CLIP Groundtruth Files

Location: data/Total/CLIP_groundTruth/

File Dimensions Description
ImageNetEEG.pkl - List of 40 class names
thingEEG_closeset.npy (1573, 768) Mean image features for closed-set objects
thingEEG_closeset.pkl - List of 1573 object names
thingEEG.npy (200, 768) Mean image features for zero-shot objects
thingEEG.pkl - List of 200 object names
SEED.npy (3, 768) Text features for 3 emotion classes
SEED.pkl - ['negative', 'neutral', 'positive']
TUAB.npy (2, 768) Text features for 2 classes
TUAB.pkl - ['abnormal', 'normal']
TUEV.npy (6, 768) Text features for 6 event types
TUEV.pkl - ['SPSW', 'GPED', 'PLED', 'EYEM', 'ARTF', 'BCKG']

Data Modality Types

WaveMind supports two data modalities:

Brain Cognition (Image-EEG Pairs)

  • Datasets: ImageNetEEG, THING-EEG
  • CLIP Feature Source: CLIP-ViT image encoder
  • Feature Type: Image embedding (768-dim)
  • Save Method: Convert_and_Save.save_to_hdf5_new()

Brain State (Text-EEG Pairs)

  • Datasets: SEED, TUAB, TUEV
  • CLIP Feature Source: CLIP-BERT text encoder
  • Feature Type: Text embedding (768-dim)
  • Save Method: Convert_and_Save.process_and_save()

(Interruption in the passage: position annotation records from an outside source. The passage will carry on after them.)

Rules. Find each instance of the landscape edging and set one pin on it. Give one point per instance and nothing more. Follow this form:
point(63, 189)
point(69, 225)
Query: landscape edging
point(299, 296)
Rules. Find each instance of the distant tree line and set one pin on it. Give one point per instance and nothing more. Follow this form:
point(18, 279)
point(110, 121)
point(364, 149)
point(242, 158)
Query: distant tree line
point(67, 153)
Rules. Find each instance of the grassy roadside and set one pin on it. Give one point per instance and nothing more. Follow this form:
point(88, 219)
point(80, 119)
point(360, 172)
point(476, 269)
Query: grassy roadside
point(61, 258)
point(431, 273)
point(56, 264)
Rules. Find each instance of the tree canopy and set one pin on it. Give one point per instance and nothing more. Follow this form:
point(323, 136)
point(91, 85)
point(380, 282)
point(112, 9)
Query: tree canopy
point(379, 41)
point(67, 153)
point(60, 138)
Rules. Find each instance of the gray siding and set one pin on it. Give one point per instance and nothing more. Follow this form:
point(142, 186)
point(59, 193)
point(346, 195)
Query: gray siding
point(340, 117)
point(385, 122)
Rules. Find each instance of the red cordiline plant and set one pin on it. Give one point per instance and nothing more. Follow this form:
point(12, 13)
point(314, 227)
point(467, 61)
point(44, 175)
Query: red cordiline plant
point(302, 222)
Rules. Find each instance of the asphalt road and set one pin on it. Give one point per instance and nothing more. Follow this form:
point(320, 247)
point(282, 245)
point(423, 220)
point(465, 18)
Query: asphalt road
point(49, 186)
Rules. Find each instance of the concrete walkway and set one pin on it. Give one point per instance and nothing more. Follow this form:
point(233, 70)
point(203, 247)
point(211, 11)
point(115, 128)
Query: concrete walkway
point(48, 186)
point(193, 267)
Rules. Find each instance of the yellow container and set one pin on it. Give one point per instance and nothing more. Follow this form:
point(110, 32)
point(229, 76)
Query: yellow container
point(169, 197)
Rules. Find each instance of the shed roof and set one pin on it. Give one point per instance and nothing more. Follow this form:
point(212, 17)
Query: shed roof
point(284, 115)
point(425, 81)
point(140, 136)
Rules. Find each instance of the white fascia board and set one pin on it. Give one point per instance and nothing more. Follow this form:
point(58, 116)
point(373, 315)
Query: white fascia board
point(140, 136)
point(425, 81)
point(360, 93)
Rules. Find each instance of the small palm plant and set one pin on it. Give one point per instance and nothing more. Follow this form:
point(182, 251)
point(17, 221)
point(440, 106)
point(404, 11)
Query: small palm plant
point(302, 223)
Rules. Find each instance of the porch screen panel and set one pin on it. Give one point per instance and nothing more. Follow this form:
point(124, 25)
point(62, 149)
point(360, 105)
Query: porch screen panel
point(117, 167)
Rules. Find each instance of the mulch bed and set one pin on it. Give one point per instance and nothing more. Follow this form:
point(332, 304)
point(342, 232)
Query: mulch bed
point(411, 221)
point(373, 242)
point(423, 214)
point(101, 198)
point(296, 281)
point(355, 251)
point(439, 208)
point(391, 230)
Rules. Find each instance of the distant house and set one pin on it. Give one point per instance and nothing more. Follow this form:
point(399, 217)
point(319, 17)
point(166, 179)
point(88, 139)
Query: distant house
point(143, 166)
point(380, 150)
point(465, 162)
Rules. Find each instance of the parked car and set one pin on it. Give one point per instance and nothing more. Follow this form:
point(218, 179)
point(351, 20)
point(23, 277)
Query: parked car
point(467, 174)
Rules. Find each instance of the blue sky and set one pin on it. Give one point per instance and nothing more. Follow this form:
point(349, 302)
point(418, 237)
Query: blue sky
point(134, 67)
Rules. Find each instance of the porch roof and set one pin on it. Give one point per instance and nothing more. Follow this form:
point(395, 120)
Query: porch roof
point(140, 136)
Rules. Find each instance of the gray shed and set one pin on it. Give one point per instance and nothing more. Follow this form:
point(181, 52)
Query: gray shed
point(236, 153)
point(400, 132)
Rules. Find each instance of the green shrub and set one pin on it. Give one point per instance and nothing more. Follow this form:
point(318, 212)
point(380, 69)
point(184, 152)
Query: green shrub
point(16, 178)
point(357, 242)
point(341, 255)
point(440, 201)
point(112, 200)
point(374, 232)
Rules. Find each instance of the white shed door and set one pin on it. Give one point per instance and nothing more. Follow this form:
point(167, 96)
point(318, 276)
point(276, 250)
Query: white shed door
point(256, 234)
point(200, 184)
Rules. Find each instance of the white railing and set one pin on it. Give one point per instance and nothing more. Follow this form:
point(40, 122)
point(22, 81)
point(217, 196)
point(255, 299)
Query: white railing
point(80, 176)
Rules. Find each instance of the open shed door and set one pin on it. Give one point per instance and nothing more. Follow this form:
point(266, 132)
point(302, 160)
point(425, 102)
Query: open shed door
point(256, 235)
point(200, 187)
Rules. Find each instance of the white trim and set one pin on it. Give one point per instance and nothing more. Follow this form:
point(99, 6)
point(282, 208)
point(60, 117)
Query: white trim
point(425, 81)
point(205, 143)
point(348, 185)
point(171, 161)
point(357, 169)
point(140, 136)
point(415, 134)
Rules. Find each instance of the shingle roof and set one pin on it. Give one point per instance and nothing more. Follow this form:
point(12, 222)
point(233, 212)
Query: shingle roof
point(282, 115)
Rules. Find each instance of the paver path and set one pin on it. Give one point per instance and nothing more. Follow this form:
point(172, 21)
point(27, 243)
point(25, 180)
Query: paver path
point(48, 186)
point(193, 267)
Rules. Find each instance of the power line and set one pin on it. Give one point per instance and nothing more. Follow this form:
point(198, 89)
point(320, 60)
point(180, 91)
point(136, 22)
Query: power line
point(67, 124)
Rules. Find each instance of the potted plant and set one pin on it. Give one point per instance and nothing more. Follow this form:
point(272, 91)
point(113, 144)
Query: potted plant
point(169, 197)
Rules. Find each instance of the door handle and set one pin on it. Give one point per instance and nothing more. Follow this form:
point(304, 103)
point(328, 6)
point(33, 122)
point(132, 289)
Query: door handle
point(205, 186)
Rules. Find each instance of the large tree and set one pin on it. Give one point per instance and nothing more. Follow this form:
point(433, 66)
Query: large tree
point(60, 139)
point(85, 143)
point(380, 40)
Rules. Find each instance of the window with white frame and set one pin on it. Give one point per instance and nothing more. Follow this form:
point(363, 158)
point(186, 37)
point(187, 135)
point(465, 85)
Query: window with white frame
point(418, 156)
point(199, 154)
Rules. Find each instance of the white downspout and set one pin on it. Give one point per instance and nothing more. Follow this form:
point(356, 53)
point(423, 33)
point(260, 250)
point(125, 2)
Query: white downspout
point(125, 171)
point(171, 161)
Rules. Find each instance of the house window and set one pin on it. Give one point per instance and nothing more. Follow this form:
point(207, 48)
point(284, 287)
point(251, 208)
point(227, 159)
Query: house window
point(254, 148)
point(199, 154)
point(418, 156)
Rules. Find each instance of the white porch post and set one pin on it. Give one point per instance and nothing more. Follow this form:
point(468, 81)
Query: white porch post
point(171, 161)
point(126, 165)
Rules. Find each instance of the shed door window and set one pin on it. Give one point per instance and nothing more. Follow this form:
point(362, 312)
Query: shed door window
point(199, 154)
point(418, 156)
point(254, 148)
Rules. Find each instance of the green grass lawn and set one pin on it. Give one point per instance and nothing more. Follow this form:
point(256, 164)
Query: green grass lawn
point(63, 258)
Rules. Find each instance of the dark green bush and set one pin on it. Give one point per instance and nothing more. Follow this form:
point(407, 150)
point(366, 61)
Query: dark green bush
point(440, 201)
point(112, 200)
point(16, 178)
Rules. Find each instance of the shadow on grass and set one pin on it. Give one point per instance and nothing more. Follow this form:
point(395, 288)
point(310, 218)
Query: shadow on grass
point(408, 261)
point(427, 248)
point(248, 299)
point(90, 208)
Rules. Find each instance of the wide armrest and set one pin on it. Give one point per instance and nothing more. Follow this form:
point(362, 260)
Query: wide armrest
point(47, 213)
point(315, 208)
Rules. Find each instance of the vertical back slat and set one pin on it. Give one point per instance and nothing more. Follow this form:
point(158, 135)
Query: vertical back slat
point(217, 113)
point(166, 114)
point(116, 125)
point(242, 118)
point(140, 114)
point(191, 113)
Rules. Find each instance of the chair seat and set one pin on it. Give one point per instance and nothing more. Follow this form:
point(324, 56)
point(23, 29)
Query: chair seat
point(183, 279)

Dataset Detailed Instructions

THING-EEG

EEG Data

  1. Download EEG data from https://huggingface.co/datasets/LidongYang/EEG_Image_decode/tree/main/Preprocessed_data_250Hz
  2. Extract to /path/to/WaveMind/data/THING-EEG/Data/Preprocessed_data_250Hz

Paired Image Data

  1. Download training_images.zip and test_images.zip from https://osf.io/y63gw/files
  2. Extract to /path/to/WaveMind/data/THING-EEG/Data/images_set/training_images and test_images

ImageNetEEG

Refer to https://github.com/perceivelab/eeg_visual_classification

SEED

Refer to http://bcmi.sjtu.edu.cn/~seed/

TUAB

Download from https://isip.piconepress.com/projects/tuh_eeg/html/downloads.shtml

TUEV

Download from https://isip.piconepress.com/projects/tuh_eeg/html/downloads.shtml

Data Statistics

We provide ShowHDF5Statistic.ipynb for displaying statistics of each dataset.

Processing Script Notes

All process.py files have been optimized to:

  • ✅ No redundant comments in code
  • ✅ Unified error handling
  • ✅ Clear documentation comments
  • ✅ Consistent HDF5 save logic
  • ✅ Automatic memory management and cleanup

See the process.py file in each dataset directory for details.